Awesome ! I never win. I don't mind being pooped on. I just don't want him to pee on my bed and have to wash everything . I'm going to take a bath anyways so, no big deal if its on me. His poop only smells for 5 seconds and it all comes off when I pick it up unless I smoosh it by accident. Wasn't even hard to get it out of my hair once I found it.


----------



## AlexONeil (Nov 14, 2012)

I think I want to play this game! We have four hogs, but we just brought the fourth home a couple weeks ago. While he is an adult, and set in his ways, we're still learning what they are. So I may only have three for some comparisons.

Houdini: Waits to leave his home until the light has been off for at least fifteen minutes.
Cinder: Waits for a half hour.
Renny: Doesn't wait, wakes up whenever he darn well feels like it.
Indigo: Up and moving within five minutes.

H: Eats a consistent amount of food each night, never snacks during the day (except for bath days)
C: Some nights he eats twice as much as normal, other nights he barely touches his food. Doesn't snack.
R: Eats roughly the same amount of food each night, but snacks throughout the day. Some days he moves his hut so the food bowl is cuddling with him.
I: Eats a consistent amount, occasionally snacks, will almost always snack after being handled.

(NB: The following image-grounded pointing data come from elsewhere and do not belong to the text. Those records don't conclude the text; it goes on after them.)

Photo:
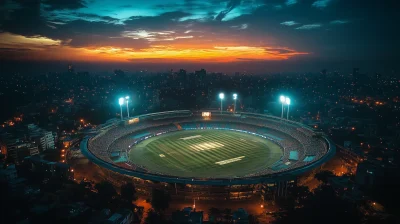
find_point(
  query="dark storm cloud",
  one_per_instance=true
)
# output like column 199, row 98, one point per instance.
column 63, row 4
column 327, row 28
column 163, row 21
column 229, row 7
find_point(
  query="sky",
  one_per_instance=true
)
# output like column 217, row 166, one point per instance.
column 221, row 34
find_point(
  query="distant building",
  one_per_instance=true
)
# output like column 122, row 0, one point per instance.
column 369, row 173
column 9, row 176
column 123, row 216
column 44, row 139
column 17, row 149
column 240, row 216
column 187, row 215
column 36, row 164
column 272, row 191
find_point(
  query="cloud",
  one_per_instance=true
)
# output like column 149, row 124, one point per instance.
column 290, row 2
column 289, row 23
column 321, row 3
column 309, row 26
column 63, row 4
column 338, row 22
column 229, row 7
column 240, row 27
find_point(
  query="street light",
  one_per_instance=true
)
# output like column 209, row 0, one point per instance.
column 127, row 108
column 121, row 102
column 287, row 100
column 234, row 97
column 221, row 96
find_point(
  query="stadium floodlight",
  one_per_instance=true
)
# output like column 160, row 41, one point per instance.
column 221, row 96
column 287, row 100
column 127, row 107
column 121, row 102
column 234, row 97
column 283, row 101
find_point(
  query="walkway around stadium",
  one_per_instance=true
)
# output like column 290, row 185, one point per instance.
column 224, row 149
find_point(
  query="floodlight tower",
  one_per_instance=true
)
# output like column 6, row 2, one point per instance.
column 121, row 102
column 283, row 101
column 287, row 100
column 127, row 108
column 234, row 98
column 221, row 96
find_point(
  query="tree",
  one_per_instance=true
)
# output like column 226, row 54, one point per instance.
column 322, row 207
column 324, row 175
column 160, row 200
column 214, row 214
column 128, row 193
column 154, row 217
column 106, row 192
column 227, row 214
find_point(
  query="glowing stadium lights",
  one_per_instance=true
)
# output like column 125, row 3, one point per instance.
column 282, row 99
column 287, row 100
column 121, row 102
column 234, row 97
column 127, row 107
column 221, row 96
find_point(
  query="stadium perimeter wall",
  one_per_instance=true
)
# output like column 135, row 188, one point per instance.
column 271, row 178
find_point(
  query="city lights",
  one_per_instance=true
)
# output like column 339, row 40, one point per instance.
column 221, row 96
column 121, row 102
column 127, row 107
column 234, row 98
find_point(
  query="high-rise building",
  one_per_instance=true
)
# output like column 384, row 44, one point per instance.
column 70, row 68
column 44, row 139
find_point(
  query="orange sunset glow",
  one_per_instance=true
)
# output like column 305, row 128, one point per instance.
column 42, row 48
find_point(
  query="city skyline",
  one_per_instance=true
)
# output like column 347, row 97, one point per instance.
column 283, row 35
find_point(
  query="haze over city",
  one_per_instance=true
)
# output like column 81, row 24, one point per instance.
column 199, row 111
column 255, row 35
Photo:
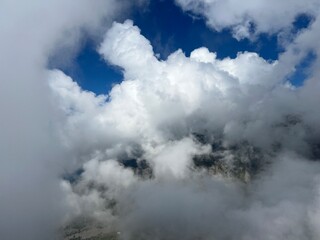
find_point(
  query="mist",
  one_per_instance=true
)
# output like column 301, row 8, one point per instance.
column 189, row 147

H: Wheels for most of the night, occasionally takes a snack and nap break.
C: Wheels for about 45 minutes a night.
R: Wheels for half the night in 15 minute intervals.
I: Wheels for a couple hours on end, calls it a night around 4am.

H: Does not like being handled, unless I am sitting on the couch not moving. Then he will run around on me, the couch, and the sleeping dog.
C: Loves to be held, loves to cuddle.
R: Wants to go see everything, and to heck with what we want.
I: Likes to cuddle on his terms, hates being on his back.

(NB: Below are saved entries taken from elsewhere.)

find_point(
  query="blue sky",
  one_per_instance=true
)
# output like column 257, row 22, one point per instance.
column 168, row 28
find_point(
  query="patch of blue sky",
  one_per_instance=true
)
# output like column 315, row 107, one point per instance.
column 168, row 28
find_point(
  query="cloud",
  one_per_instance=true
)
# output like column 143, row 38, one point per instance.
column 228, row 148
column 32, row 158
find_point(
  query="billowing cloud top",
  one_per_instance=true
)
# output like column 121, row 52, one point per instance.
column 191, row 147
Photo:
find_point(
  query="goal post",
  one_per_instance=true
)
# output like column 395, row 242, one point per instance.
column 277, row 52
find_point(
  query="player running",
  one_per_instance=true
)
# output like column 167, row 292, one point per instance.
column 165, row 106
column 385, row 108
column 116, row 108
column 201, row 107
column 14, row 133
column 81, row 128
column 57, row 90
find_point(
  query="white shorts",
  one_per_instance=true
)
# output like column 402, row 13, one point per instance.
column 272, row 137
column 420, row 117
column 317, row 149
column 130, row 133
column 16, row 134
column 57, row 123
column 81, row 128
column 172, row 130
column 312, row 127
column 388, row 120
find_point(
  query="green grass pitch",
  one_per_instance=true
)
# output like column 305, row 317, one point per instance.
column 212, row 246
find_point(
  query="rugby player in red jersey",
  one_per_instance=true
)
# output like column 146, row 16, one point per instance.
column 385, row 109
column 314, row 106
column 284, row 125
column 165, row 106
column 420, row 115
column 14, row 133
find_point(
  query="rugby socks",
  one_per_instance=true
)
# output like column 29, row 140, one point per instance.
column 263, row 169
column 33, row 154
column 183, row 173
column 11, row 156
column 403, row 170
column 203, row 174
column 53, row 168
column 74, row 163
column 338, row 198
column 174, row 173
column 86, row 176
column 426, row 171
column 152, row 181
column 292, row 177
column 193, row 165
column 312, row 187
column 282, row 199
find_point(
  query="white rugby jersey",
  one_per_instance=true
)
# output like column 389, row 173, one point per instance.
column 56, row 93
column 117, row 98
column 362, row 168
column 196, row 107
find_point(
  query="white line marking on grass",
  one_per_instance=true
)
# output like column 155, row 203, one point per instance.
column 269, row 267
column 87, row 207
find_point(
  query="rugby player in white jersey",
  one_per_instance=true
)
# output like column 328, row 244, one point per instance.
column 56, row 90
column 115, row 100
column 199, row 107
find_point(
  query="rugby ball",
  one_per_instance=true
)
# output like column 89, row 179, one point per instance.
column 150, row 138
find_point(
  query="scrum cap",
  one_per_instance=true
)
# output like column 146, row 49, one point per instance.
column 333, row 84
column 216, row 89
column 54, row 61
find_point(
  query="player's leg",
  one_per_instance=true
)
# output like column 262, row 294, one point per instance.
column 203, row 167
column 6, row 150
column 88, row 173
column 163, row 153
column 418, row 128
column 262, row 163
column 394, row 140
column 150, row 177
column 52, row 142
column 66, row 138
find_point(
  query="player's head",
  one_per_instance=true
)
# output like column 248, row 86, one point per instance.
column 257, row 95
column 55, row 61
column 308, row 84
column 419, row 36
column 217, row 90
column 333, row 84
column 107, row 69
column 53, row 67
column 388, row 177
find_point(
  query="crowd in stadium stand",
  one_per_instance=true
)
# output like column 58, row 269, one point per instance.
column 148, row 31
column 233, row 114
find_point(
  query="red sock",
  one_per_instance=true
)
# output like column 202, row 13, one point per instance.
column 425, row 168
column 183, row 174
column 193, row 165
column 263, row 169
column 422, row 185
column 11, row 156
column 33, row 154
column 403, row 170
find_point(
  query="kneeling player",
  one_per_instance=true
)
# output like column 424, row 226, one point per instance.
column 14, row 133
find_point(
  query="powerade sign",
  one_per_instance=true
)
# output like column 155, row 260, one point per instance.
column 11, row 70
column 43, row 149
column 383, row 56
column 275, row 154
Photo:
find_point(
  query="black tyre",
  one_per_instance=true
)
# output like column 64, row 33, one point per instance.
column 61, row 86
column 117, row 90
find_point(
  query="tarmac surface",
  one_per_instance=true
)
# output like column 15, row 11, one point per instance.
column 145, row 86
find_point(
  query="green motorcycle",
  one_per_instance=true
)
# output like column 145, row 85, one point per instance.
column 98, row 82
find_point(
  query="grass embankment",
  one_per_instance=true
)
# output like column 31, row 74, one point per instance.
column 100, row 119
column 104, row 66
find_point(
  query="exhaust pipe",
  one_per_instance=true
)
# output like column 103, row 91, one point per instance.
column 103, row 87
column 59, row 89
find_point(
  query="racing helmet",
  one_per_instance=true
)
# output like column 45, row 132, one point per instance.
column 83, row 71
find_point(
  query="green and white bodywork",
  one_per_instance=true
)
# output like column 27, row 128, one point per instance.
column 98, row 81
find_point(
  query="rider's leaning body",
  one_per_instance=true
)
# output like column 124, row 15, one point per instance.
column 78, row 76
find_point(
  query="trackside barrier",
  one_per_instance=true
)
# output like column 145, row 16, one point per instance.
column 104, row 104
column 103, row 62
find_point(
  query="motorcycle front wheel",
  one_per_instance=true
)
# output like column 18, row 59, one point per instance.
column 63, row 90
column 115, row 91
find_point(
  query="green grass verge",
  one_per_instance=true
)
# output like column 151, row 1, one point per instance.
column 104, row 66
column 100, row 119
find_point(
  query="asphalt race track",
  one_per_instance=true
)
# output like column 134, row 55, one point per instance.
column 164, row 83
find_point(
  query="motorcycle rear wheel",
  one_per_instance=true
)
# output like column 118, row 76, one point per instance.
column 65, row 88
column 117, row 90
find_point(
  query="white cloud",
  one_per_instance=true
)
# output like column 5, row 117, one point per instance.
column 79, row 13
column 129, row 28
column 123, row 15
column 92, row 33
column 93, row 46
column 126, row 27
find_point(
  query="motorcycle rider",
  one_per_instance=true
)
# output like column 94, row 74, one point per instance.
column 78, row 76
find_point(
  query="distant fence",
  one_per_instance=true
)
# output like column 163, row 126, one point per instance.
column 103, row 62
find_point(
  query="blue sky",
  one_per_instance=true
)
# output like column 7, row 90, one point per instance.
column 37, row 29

H: Loves to sample treats, but will eat mealies for the rest of his life if we let him.
C: Does not like treats.
R: Will eat a couple mealies, but would rather stick to his kibble.
I: Loves mealies, haven't tried any other treats yet.

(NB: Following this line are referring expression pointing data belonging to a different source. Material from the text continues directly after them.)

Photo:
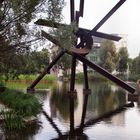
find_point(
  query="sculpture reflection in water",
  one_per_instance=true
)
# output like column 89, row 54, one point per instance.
column 73, row 133
column 77, row 133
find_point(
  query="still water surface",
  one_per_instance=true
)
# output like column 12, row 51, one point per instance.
column 66, row 118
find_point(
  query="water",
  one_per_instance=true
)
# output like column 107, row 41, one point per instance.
column 67, row 118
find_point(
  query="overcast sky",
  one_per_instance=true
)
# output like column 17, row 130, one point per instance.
column 125, row 21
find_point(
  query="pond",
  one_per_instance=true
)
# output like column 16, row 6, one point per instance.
column 67, row 118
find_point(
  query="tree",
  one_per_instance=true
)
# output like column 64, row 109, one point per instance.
column 16, row 35
column 122, row 60
column 108, row 55
column 66, row 38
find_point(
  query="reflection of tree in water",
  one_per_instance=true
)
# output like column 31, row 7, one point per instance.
column 60, row 100
column 42, row 94
column 103, row 99
column 23, row 134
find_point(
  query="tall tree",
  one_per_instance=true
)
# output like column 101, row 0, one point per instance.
column 16, row 35
column 108, row 55
column 122, row 60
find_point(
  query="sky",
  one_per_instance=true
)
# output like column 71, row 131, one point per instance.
column 125, row 20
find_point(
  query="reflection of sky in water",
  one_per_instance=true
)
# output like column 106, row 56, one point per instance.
column 124, row 125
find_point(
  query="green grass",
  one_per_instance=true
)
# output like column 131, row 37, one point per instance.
column 24, row 104
column 48, row 77
column 91, row 76
column 21, row 105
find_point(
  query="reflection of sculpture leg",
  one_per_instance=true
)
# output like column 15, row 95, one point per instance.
column 73, row 68
column 85, row 76
column 46, row 70
column 71, row 116
column 84, row 110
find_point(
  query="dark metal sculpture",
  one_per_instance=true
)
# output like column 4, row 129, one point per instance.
column 83, row 48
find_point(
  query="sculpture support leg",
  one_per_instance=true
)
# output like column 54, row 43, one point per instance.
column 47, row 69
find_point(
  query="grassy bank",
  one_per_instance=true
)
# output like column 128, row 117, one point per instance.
column 47, row 77
column 91, row 76
column 20, row 105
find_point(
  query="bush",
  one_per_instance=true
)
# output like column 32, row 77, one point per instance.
column 21, row 103
column 91, row 76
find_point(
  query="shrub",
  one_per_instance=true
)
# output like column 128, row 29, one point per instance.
column 24, row 104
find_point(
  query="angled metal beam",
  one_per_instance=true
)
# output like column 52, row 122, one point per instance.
column 110, row 13
column 107, row 36
column 81, row 31
column 50, row 38
column 72, row 10
column 46, row 70
column 81, row 10
column 49, row 23
column 98, row 34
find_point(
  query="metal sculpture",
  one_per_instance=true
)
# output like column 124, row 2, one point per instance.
column 83, row 48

H: Used to poop solely on and around his wheel, but now he poops wherever, and we shouldn't care. The more we clean up, the more mess he makes.
C: Poops on and behind wheel. Sometimes he leaves poop art on his hut.
R: Poops on and behind wheel. Always leaves poop art.
I: Poops wherever he darn well feels like it.

H: Sleeps on or under his sleeping bag, almost never in it.
C: Sleeps under his sleeping bag, almost never in it.
R: Usually sleeps in his bag.
I: Sleeps on or in his sleeping bag. Two nights out of the week, he liner dives.


----------



## SouthernSweet (Jul 25, 2012)

love it, Alex!  You have such wonderful brats.


----------



## AlexONeil (Nov 14, 2012)

SouthernSweet said:


> love it, Alex!  You have such wonderful brats.


Thank you! I think brats is the key word there.  They like to trash their cages, except for Cinder, just to annoy me I think.

All joking aside, I think I have delightful boys, and I wouldn't change a thing about them.


----------